Sie erinnerte sich daran, dass er ihr entgegengekommen war, als sie morgens die Jungen mit Nieswurz zum Niesen bringen wollte. Hatte er ihren Streich auf den Dorfältesten umgelenkt? Die Stimme von Dorin riss sie aus ihren Gedanken.
„Weißt du noch, wie am Lagerfeuer die Geschichte vom Pilz erzählt wurde und Skalli vor lauter Ekel Pickel bekommen hat?“
„Du bist gemein, Dorin!“
Sie rutschte vom Baumstamm und drängte sich zwischen andere Wichtel, sodass er nicht folgen konnte.
„Was habe ich denn gesagt?“, rief er hinter ihr her, doch sie reagierte nicht. Die Hitze des Feuers wurde immer größer und einige suchten sich einen anderen Platz, oder drehten die kräftigen Rücken zum Feuer. Skalli stieß ihn in den Rücken und setzte sich neben ihn. Beide rammten sich freundschaftlich die Ellbogen in die Seite und starrten Sunny hinterher. Sie drehte sich um, sah beide nebeneinandersitzen und kam zurück.
„Ich habe dich gerade gesucht“, rief sie fröhlich.

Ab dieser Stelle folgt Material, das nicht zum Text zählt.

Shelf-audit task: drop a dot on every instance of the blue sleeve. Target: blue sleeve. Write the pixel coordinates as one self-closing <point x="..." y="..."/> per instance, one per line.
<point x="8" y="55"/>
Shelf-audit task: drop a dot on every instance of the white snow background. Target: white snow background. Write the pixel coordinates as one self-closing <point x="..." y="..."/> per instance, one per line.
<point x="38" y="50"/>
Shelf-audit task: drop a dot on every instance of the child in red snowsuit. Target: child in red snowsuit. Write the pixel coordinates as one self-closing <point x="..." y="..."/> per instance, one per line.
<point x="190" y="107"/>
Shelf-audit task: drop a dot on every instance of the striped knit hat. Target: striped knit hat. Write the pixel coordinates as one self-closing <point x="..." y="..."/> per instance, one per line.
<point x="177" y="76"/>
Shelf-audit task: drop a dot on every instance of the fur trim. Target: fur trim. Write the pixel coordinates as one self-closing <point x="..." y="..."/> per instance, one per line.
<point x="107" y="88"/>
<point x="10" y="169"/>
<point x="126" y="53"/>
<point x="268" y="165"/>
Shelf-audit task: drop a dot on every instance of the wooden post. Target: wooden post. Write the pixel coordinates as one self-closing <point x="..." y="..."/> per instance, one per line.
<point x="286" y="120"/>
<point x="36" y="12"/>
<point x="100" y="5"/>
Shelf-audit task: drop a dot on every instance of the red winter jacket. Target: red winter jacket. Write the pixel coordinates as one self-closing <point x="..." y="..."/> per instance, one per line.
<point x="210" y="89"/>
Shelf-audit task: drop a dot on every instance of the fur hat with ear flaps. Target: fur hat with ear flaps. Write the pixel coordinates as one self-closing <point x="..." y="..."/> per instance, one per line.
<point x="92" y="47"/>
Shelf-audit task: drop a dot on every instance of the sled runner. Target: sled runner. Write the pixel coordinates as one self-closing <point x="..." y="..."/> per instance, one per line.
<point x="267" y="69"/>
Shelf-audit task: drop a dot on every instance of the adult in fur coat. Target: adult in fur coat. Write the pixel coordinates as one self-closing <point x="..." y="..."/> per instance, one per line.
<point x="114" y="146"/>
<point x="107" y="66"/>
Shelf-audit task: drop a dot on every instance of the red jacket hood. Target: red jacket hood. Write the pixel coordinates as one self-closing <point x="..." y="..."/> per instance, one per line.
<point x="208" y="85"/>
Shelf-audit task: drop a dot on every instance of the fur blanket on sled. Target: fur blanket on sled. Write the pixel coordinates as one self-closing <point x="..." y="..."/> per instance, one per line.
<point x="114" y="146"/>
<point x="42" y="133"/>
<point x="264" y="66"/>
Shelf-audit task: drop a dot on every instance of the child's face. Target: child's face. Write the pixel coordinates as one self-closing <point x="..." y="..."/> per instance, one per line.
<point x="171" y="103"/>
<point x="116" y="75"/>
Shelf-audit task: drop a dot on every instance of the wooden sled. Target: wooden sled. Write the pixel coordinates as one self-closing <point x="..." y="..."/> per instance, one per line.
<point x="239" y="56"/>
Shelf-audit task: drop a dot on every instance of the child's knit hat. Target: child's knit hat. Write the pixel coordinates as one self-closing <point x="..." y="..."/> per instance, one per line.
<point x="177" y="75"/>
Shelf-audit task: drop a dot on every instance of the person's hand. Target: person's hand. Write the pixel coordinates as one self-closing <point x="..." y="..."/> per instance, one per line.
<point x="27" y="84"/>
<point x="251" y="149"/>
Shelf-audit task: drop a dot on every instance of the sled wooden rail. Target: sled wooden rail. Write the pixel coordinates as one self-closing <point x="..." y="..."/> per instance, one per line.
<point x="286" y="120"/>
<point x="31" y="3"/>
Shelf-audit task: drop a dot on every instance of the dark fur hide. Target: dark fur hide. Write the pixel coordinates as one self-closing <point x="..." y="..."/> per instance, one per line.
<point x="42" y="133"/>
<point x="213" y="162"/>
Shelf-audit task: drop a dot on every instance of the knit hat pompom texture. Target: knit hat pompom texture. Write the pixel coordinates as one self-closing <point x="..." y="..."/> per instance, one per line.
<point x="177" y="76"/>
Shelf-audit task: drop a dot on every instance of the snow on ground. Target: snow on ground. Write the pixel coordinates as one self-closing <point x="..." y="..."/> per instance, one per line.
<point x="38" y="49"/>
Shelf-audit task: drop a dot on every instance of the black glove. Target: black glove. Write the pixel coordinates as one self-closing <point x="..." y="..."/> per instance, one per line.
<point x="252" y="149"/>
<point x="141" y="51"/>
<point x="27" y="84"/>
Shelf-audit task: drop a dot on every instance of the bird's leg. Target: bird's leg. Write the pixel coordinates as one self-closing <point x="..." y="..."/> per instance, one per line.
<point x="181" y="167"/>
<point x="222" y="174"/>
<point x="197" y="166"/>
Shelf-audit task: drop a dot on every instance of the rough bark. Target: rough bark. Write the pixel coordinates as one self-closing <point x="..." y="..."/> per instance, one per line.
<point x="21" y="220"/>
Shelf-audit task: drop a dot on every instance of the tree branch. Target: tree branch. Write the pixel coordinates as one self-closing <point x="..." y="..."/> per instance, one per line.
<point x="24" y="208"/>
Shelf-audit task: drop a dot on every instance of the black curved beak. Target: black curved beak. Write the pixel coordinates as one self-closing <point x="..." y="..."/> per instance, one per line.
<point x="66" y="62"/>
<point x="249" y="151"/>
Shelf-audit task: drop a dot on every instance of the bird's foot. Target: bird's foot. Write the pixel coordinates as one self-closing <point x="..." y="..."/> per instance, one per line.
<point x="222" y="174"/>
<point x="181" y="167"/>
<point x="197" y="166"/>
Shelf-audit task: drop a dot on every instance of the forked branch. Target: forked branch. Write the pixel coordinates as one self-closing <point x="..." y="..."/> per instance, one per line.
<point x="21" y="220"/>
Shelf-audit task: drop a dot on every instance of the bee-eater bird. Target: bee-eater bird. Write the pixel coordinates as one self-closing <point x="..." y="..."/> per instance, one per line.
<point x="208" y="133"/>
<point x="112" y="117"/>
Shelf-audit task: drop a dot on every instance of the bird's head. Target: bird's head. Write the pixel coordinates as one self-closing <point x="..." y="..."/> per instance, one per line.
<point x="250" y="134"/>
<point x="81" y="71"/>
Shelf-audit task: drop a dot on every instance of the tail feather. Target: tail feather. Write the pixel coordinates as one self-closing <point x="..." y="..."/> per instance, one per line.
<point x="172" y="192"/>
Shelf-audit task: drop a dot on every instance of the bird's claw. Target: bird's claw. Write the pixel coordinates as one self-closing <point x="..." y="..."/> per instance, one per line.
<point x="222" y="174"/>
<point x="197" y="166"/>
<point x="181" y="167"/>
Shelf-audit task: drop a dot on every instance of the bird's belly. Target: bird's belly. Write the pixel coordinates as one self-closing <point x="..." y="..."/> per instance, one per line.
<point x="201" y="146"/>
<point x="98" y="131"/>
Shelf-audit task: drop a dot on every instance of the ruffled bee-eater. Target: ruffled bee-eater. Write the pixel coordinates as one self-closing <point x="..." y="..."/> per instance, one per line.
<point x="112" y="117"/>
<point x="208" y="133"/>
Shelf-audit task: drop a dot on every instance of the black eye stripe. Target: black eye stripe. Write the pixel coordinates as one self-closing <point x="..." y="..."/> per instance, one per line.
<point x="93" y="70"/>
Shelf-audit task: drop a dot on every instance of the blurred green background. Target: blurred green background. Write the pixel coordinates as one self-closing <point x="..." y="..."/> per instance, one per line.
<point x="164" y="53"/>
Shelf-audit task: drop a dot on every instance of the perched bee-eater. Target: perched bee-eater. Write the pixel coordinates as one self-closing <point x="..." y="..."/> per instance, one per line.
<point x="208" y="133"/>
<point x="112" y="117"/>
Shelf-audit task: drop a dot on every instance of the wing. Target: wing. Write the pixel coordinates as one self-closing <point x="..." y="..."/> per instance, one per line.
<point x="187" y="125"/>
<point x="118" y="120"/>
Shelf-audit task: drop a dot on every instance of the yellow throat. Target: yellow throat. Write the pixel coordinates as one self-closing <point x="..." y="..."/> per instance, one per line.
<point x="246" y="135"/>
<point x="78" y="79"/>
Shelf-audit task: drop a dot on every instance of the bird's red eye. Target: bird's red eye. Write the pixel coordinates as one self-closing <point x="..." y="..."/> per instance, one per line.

Lächelnd ließ sie sich neben Skalli plumpsen. Alle drei schauten unverdrossen in das Feuer, bis ihre Gesichter von der Hitze ganz heiß und rot waren.
„Puh, ich kann nicht mehr“, rief Sunny.
Dorin ärgerte sich, dass ihm nichts zum Erzählen einfiel und setzte wieder sein finsteres Gesicht auf.
„Dorin?“, lächelte Sunny.
„Was machst du immer für ein ernstes Gesicht?“
Doch er zuckte nur die Schultern. Ihm wollte einfach nichts Gescheites einfallen.
„Ich liebe die Geschichten am Lagerfeuer“, rief Sunny glücklich. Beide beobachteten sie von der Seite.
„Und ich liebe die Geschichten der Alten“, sagte Dorin endlich.
„Sie erzählen immer gegenseitig alte, geheime Begebenheiten, voller Gefahren und Mystik.“
Dorin war froh endlich ein Thema gefunden zu haben und wollte gerade genauestens von seinen nächtlichen Wanderungen berichten, als ein Mann aufstand und einen brennenden Ast aus dem Feuer nahm.
„Pscht! Es geht los“, raunte Sunny, als der Mann den brennenden Ast hochhielt. Die Gespräche verstummten und endlich erkannte Sunny auch die Gestalt, die von etwas berichten wollte.
„Hagahn.“
Sie murmelte den Namen fast ehrfürchtig, während seine kräftige Stimme über den Platz scholl.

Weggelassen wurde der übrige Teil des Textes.